KARAR VE SONUÇ: İdare Mahkemesince verilen kararın dayandığı gerekçenin usul
ve yasaya uygun olduğu, bozulmasını gerektiren bir neden bulunmadığı ve temyiz
isteminin reddi ile anılan kararın onanmasına ve yargılama giderlerinin temyiz isteminde
bulunan üzerinde bırakılmasına karar verilmiştir.

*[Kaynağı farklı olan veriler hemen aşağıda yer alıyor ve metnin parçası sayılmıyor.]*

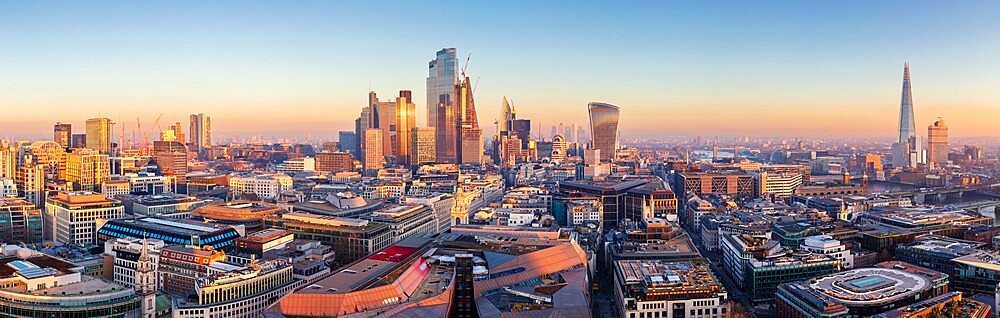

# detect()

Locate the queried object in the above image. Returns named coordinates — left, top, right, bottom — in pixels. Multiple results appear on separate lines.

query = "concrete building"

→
left=188, top=114, right=212, bottom=154
left=86, top=118, right=112, bottom=155
left=0, top=198, right=43, bottom=244
left=100, top=180, right=132, bottom=198
left=66, top=149, right=111, bottom=191
left=52, top=123, right=73, bottom=148
left=0, top=177, right=17, bottom=198
left=229, top=174, right=292, bottom=200
left=316, top=151, right=354, bottom=174
left=97, top=217, right=246, bottom=249
left=800, top=235, right=854, bottom=269
left=410, top=127, right=437, bottom=165
left=104, top=238, right=164, bottom=289
left=587, top=102, right=621, bottom=162
left=364, top=128, right=385, bottom=171
left=191, top=201, right=284, bottom=232
left=275, top=157, right=316, bottom=173
left=927, top=118, right=948, bottom=166
left=614, top=260, right=729, bottom=318
left=401, top=193, right=455, bottom=233
left=0, top=245, right=148, bottom=318
left=265, top=212, right=397, bottom=264
left=455, top=74, right=485, bottom=164
left=171, top=259, right=302, bottom=318
left=340, top=131, right=361, bottom=159
left=43, top=191, right=125, bottom=245
left=775, top=262, right=948, bottom=318
left=156, top=245, right=227, bottom=297
left=390, top=90, right=417, bottom=165
left=427, top=48, right=460, bottom=163
left=566, top=199, right=604, bottom=225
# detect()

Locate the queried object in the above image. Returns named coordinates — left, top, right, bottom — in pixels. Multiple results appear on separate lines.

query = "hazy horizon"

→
left=0, top=1, right=1000, bottom=140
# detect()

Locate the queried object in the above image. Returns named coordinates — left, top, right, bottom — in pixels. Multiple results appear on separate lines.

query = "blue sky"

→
left=0, top=1, right=1000, bottom=138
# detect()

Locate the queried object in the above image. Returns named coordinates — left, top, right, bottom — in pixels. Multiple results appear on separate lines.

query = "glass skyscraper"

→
left=587, top=102, right=620, bottom=161
left=427, top=48, right=459, bottom=162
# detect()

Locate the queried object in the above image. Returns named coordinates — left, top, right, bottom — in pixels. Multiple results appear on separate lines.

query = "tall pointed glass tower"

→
left=898, top=63, right=917, bottom=142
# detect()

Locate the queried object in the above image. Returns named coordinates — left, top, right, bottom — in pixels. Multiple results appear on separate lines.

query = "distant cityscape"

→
left=0, top=0, right=1000, bottom=318
left=0, top=42, right=1000, bottom=318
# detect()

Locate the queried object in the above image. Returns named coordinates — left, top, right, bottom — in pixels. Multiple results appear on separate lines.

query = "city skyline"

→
left=0, top=2, right=1000, bottom=140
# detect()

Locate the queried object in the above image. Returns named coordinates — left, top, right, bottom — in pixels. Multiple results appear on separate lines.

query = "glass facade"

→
left=427, top=48, right=458, bottom=162
left=587, top=103, right=619, bottom=161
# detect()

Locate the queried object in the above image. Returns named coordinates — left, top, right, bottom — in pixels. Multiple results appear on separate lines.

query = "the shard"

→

10. Sakarya 1. İdare Mahkemesi, E. 2010/474; K. 2011/187
ÖZET: “…davalı idarenin disiplin cezaları ve geçici görevlendirmeler ile davacının
kişilik haklarının ve manevi bütünlüğünü zarara uğrattığı sonucuna varıldığından
davalı idare tarafından davacıya takdiren 5.000 TL manevi tazminat ödenmesi
gerektiği sonucuna varılmıştır…” hükmüne varılmıştır.